Global healthcare solution provider Cencora disclosed a cybersecurity incident where unknown threat actors stole from its corporate IT systems.

The breach, which was discovered on February 21, 2023, is believed to contain some personal information. However, the company has not yet disclosed any details regarding the exfiltrated data.

In its SEC filing, the company said that it had immediately implemented remediation measures to contain the incident. “Upon initial detection of the unauthorized activity, the Company immediately took containment steps and commenced an investigation with the assistance of law enforcement, cybersecurity experts and external counsel,” the filing revealed.

In the filing, Cencora further went on to say that the incident has not yet had any material impact on its operations, and its internal network systems continue to operate as normal.

“The Company has not yet determined whether the incident is reasonably likely to materially impact the Company’s financial condition or results of operations,” Cencora said.

Formerly AmerisourceBergen, Cencora an American pharmaceutical services company specializes in providing pharma solutions to healthcare organizations, animal care, and pharmacies, worldwide.
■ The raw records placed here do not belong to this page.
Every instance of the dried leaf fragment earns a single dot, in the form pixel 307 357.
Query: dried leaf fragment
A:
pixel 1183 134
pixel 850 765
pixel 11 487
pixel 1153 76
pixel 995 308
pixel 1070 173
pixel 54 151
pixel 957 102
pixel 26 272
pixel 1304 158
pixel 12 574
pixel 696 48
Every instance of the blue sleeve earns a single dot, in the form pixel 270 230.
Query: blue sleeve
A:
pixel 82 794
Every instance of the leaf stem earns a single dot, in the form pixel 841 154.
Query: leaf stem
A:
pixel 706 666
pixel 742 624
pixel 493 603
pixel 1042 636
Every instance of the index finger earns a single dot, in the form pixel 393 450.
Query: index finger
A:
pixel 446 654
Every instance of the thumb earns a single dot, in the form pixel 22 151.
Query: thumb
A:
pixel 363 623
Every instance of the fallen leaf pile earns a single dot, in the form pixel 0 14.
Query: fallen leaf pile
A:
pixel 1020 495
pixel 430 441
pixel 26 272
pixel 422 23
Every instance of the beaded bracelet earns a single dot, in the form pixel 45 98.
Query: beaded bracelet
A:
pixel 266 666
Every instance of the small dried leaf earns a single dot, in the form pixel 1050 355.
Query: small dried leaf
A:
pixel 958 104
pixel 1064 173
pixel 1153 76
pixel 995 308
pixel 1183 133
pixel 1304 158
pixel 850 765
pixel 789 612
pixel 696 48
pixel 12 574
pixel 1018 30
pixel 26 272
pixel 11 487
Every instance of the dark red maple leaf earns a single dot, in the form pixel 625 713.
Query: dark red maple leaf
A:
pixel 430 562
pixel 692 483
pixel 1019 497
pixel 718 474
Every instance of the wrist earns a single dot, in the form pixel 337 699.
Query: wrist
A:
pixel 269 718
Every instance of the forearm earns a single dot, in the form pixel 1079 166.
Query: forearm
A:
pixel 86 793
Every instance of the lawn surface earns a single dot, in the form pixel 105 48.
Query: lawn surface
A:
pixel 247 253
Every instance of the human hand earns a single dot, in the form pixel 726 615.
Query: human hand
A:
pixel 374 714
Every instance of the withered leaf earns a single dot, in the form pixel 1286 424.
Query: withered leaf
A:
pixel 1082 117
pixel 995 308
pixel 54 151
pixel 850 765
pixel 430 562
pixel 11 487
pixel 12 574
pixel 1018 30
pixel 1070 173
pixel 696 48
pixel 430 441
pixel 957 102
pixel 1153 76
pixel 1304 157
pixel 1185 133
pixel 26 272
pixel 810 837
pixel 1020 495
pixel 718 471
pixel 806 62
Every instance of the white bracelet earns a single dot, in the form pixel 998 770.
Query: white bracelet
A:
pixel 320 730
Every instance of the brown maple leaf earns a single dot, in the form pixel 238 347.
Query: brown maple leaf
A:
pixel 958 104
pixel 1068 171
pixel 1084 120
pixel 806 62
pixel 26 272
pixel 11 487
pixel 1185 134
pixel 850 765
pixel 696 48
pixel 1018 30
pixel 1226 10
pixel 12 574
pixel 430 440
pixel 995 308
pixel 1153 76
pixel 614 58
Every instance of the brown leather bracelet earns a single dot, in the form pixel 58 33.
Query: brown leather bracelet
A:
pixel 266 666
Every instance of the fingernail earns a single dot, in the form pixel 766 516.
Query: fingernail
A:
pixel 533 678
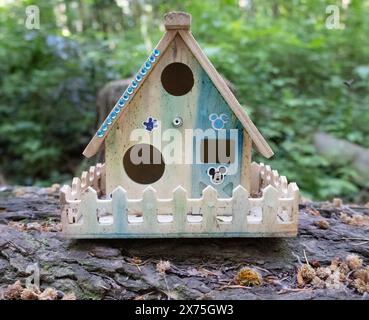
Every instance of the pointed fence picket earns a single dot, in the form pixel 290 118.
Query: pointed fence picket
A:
pixel 212 214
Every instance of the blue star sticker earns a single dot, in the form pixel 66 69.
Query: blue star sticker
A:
pixel 150 124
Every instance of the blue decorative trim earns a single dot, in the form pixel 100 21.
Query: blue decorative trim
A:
pixel 143 71
pixel 121 102
pixel 130 90
pixel 138 78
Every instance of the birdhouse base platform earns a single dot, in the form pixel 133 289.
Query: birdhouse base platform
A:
pixel 268 209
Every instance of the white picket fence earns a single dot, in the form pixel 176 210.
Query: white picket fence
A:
pixel 274 213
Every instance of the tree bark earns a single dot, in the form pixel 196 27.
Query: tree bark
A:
pixel 199 269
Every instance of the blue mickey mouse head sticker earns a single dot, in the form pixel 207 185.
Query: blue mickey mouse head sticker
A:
pixel 218 122
pixel 150 124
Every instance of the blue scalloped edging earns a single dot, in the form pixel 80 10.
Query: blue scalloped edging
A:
pixel 127 94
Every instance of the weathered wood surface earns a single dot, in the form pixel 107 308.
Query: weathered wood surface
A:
pixel 127 269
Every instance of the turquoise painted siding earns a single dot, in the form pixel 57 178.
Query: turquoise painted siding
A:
pixel 211 102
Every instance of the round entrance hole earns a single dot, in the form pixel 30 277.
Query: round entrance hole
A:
pixel 177 79
pixel 143 163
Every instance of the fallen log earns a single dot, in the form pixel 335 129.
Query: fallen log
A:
pixel 168 268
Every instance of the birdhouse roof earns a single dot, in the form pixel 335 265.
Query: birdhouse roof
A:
pixel 177 24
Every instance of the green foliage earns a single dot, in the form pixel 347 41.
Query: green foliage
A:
pixel 288 69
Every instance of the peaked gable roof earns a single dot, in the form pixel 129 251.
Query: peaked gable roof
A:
pixel 177 24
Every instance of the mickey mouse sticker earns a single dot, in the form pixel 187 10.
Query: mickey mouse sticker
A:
pixel 218 122
pixel 217 174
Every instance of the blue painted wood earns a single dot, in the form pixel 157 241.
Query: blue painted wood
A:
pixel 211 102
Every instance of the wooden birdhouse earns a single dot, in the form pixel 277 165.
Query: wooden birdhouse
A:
pixel 178 158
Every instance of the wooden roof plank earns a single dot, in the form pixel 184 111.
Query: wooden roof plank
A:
pixel 259 141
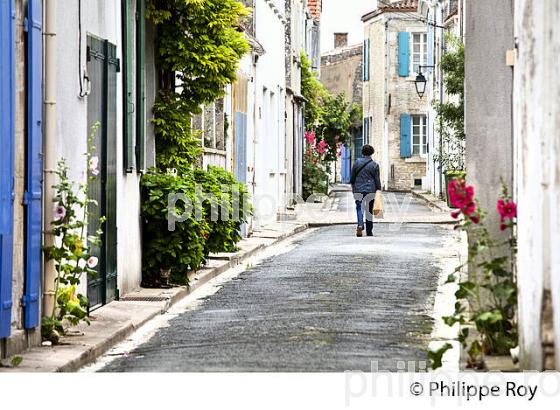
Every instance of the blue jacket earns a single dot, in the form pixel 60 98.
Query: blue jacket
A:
pixel 367 181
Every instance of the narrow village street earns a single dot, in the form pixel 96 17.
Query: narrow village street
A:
pixel 329 301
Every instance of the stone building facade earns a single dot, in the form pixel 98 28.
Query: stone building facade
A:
pixel 342 72
pixel 395 117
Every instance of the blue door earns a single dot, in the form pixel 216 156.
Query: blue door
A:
pixel 7 104
pixel 346 164
pixel 33 187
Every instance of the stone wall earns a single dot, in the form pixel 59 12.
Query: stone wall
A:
pixel 341 72
pixel 387 96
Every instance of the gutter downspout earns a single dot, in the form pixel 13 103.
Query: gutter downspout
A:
pixel 49 148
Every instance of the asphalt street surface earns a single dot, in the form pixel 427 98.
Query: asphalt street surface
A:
pixel 333 303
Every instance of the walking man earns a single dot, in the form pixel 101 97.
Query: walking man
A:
pixel 365 183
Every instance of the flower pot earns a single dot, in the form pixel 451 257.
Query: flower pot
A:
pixel 449 176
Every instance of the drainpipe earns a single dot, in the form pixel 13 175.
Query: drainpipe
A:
pixel 49 148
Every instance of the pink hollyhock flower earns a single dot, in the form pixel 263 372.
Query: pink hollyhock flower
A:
pixel 475 219
pixel 93 165
pixel 469 208
pixel 92 262
pixel 460 195
pixel 310 137
pixel 507 210
pixel 59 213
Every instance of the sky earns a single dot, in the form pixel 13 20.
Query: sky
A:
pixel 343 16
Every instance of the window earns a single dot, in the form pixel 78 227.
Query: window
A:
pixel 419 51
pixel 366 59
pixel 419 135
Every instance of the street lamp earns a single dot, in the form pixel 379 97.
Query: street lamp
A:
pixel 421 81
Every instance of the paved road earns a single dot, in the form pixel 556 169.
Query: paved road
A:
pixel 333 303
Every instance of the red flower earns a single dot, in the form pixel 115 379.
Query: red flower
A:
pixel 469 208
pixel 322 147
pixel 310 137
pixel 460 195
pixel 507 210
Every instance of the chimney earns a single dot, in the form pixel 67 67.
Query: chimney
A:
pixel 340 40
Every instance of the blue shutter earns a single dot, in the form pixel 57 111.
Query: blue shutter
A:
pixel 366 59
pixel 404 45
pixel 33 188
pixel 406 146
pixel 240 146
pixel 430 61
pixel 7 104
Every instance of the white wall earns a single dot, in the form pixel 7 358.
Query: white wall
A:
pixel 270 169
pixel 103 19
pixel 536 124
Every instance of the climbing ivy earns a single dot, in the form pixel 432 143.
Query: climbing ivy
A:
pixel 199 45
pixel 450 114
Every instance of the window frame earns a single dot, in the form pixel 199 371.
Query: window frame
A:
pixel 423 50
pixel 423 135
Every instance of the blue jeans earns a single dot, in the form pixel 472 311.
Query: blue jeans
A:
pixel 361 201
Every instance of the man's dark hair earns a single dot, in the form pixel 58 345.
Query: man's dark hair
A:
pixel 367 150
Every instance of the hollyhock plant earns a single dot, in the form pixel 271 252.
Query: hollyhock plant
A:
pixel 59 213
pixel 507 209
pixel 94 165
pixel 322 147
pixel 310 137
pixel 92 262
pixel 490 288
With more than 46,000 employees, in fiscal year 2023, the company earned $262.2 billion in revenue.

In recent times, healthcare organizations have been quite susceptible to cyberattacks, due to the significant usage of IoT solutions.

In mid-December 2023, the FBI, the Cybersecurity and Infrastructure Security Agency (CISA,) and the US Department of Health and Human Services (HHS), disclosed in a joint advisory that 70 leaked victims of ALPHV were affected from the healthcare industry.

Although the call is believed to be in response to the operational action against the group and its infrastructure by US law enforcement authorities, in early December 2023, ALPHV is steadfast in its onslaught against healthcare organizations.

On February 21, 2024, the group claimed to be behind the cyberattack against Change Healthcare. The incident which severely affected the healthcare services, across the US.